The attack was a grave error, but fortunately did not prove fatal for Pompano and her crew. Dobson’s blast damaged her fuel tanks, but skipper Lew Parks managed to continue his first war patrol. Six weeks later, Dobson happened to run into one of Pompano’s officers at the Royal Hawaiian Hotel on Oahu. As the submarine officer complained of being bombed by U.S. aircraft on December 20, young Dobson immediately realized his mistake. “He said the second bomb dropped (which was mine) burst an oil tank and they lost 2,500 gallons of fuel,” Dobson wrote. “I am really glad we didn’t get them but they didn’t fire an identification signal. He said they were not afraid of the Jap planes but he was of these goddamn American aviator[s].”22

The Dauntless airmen logged endless hours of single-plane search flights during late December. Jack Leaming put in 76.1 hours of flight time for the month—four times his prewar rate.

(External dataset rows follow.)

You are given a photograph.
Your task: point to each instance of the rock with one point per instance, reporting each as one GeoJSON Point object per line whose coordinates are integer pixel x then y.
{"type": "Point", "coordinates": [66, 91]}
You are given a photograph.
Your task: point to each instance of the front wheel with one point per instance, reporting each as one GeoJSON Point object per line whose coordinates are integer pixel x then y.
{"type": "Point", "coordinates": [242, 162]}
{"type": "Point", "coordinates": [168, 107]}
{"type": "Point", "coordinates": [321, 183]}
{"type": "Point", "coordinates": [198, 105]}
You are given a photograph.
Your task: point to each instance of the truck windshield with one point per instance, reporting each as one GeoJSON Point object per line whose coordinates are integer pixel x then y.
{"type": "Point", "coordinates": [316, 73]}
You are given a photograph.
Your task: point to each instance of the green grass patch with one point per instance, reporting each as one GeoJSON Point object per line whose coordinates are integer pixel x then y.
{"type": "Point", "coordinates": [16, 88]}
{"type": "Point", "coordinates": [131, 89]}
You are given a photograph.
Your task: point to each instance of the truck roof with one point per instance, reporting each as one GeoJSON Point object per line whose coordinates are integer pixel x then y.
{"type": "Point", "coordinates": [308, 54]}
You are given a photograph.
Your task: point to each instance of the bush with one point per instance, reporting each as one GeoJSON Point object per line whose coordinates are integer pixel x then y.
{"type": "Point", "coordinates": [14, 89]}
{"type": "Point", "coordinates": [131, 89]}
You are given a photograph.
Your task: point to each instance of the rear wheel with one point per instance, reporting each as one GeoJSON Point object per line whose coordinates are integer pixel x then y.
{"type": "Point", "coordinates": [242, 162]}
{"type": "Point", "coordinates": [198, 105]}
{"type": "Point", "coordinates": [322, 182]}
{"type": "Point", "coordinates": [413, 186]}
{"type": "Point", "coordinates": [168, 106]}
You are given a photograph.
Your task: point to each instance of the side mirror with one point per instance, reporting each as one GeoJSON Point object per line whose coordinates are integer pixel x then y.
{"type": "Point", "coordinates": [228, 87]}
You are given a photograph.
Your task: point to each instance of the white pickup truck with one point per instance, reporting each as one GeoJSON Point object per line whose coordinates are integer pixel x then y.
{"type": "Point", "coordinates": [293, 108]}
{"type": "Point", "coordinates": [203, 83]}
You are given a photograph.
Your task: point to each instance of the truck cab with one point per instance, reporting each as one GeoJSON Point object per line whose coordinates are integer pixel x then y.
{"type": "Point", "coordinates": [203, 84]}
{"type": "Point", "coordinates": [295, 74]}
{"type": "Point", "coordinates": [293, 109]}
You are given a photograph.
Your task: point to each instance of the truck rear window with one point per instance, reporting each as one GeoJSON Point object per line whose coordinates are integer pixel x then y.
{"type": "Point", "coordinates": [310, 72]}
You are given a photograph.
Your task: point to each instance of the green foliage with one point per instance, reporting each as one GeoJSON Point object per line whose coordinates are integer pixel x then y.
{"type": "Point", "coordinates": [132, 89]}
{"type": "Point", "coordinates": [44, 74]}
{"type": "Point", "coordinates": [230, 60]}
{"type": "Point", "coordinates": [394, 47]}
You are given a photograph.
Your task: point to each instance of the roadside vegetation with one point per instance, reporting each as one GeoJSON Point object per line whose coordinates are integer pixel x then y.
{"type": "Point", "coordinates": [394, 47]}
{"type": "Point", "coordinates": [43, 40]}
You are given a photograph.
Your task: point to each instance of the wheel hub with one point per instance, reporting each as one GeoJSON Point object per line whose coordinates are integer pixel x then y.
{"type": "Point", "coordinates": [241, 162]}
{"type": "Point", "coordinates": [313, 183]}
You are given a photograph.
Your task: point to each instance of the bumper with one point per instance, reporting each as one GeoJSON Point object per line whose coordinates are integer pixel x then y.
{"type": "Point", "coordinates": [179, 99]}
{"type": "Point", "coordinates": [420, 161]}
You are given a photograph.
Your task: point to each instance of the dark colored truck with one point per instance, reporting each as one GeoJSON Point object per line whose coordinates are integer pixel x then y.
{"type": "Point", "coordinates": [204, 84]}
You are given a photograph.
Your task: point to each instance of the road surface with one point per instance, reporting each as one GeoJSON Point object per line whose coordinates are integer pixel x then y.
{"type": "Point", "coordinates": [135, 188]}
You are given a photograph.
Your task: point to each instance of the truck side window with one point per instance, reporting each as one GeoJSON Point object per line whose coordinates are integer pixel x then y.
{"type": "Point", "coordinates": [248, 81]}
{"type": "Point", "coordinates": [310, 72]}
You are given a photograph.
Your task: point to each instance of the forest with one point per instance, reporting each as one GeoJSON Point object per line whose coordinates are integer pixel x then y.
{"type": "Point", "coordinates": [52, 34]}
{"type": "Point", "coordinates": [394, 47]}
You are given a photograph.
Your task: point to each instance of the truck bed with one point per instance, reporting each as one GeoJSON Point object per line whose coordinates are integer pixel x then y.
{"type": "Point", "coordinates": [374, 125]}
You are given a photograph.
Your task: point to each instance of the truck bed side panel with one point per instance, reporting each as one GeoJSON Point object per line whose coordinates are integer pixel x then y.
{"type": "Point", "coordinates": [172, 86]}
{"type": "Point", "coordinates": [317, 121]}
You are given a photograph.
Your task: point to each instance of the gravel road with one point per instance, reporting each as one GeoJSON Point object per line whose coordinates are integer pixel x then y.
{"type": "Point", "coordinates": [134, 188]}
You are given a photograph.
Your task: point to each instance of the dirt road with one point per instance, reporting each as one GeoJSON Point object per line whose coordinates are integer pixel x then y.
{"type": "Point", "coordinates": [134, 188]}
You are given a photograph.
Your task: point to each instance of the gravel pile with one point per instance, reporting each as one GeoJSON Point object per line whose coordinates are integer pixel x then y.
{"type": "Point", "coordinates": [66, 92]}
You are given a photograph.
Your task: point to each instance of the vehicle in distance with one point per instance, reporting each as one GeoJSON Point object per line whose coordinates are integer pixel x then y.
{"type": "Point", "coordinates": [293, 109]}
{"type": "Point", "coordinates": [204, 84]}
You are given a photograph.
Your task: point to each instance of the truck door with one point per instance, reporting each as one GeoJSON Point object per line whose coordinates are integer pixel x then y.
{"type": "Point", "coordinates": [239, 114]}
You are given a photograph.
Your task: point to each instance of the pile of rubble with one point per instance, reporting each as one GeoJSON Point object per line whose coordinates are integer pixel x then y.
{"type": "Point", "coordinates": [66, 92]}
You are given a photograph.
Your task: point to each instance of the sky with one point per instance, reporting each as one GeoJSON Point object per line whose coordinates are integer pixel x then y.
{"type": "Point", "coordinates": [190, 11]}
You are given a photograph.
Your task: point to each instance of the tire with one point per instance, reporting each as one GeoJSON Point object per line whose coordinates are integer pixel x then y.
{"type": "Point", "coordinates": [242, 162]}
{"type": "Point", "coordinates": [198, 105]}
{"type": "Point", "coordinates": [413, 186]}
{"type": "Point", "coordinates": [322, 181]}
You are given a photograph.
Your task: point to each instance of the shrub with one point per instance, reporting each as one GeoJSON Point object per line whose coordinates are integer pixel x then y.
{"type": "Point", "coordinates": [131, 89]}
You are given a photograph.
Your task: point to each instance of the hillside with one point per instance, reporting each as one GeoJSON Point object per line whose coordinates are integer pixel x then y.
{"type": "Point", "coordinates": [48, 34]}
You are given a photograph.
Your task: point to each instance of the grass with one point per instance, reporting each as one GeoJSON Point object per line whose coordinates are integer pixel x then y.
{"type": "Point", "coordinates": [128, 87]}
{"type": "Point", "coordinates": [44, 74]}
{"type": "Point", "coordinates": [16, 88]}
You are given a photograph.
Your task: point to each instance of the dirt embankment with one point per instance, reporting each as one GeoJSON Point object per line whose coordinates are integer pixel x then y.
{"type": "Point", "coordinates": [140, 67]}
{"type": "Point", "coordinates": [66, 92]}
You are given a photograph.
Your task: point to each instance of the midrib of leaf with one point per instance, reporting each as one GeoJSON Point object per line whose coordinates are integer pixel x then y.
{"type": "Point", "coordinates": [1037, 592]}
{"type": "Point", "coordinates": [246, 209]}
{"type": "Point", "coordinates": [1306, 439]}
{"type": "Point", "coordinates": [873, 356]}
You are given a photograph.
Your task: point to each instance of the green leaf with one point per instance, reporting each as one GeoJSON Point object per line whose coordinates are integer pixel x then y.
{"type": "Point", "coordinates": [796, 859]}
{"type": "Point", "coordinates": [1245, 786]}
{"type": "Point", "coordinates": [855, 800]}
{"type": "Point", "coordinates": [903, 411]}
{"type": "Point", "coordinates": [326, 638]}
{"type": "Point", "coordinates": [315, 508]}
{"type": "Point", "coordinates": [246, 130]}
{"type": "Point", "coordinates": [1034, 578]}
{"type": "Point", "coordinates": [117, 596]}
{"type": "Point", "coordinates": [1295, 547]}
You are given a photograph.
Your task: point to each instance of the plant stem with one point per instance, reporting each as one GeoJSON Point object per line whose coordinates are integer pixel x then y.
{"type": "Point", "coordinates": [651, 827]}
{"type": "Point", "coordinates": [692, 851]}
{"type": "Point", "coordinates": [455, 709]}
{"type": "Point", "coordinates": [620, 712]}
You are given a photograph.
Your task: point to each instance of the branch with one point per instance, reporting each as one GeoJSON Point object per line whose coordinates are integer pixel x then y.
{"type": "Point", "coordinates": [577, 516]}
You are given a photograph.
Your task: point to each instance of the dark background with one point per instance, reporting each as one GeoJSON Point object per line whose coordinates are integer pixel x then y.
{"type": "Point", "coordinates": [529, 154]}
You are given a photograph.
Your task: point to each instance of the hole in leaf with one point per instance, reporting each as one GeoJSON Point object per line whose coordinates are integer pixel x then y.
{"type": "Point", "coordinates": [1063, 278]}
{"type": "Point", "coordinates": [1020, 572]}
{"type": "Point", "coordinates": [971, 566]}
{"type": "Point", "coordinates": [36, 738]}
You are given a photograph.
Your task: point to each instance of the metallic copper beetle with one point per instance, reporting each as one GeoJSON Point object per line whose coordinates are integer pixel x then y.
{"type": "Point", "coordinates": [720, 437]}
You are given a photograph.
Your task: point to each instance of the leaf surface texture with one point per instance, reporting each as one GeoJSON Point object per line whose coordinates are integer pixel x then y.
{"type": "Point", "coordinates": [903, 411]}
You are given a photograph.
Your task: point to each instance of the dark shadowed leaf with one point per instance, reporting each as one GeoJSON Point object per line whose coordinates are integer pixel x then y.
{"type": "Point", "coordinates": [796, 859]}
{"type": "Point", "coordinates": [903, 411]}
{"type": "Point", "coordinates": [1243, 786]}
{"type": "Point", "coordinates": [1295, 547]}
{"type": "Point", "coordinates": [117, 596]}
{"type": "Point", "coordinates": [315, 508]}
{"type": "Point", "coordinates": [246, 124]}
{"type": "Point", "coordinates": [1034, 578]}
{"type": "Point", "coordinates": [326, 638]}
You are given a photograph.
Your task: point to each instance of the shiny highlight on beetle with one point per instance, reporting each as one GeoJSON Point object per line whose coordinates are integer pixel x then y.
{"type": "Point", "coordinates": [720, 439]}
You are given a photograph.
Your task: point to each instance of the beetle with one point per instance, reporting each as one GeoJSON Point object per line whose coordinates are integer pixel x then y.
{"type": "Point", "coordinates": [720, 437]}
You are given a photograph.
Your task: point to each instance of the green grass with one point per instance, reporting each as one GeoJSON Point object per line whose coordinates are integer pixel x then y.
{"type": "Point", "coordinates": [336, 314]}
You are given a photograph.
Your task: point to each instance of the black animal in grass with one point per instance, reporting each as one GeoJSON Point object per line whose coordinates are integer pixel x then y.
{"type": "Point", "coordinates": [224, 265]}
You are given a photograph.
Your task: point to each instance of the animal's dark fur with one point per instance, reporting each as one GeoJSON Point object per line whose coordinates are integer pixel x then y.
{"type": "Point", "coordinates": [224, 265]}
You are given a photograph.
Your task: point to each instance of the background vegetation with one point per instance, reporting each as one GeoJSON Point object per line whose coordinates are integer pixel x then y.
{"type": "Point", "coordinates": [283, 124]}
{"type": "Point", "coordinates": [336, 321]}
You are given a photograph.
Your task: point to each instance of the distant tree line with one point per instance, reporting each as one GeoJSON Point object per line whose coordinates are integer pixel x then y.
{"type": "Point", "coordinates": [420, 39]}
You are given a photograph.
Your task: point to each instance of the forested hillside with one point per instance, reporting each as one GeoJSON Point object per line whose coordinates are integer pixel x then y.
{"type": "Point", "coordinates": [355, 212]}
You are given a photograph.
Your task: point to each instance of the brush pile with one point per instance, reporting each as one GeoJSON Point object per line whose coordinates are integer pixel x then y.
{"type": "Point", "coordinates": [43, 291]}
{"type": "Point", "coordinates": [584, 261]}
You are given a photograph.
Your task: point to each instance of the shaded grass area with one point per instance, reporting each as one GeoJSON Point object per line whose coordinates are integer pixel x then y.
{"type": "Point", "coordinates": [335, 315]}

The aviators learned the value of sharpening their individual navigation skills during their long scouting flights. Some logged as much as seven hours in the air during the two-hundred-mile searches, and found it was often no easy task to find their carrier upon completion. From Bombing Six, Jack Blitch and Andy Anderson each became lost on consecutive days and managed to safely find the Big E only after dark. In his diary, Dusty Kleiss logged for December 22 that Blitch had managed to sink either a “whale or sub with direct hit.”23

During these patrols, squadron pilots were thoroughly indoctrinated into the use of the first six new Zed Baker homing devices being installed in their aircraft. This new navigational aid worked in conjunction with the YE transponder installed on Enterprise, which sent out a separate code letter for each sector in the 360-degree circle around the ship. The radiomen received the coded letter and were able to make their pilots aware of what sector they were in relative to the ship’s position.24

Lieutenant Ward Powell of Torpedo Six took it upon himself to play Santa Claus for the Enterprise Air Group on Christmas Day at sea. Using red signal cloth to fashion a Santa suit with the help of the squadron’s parachute man, Powell donned a white beard and went around the ship delivering presents—cigars, candy, and gift-shop goodies—to everyone.25

Admiral Halsey’s task group returned to Pearl on December 31, having encountered no enemy opposition. Among the pilots burning with desire to strike back at the Japanese was Dick Best. The carnage at Pearl Harbor was still fresh in his mind, and there was no disguising the anger he felt for his new enemy. “All I could think of was those squinty-eyed little fat Japs sitting around their war room toasting with sake. If I could have gone in there with a samurai sword, I would have cut the heads off a whole bunch of them. I was really upset.”26

As the Dauntless crews flew constant long patrols in search of enemy subs and other surface vessels, each man shared a common goal: to make the Japanese pay for their sneak attack on Pearl Harbor.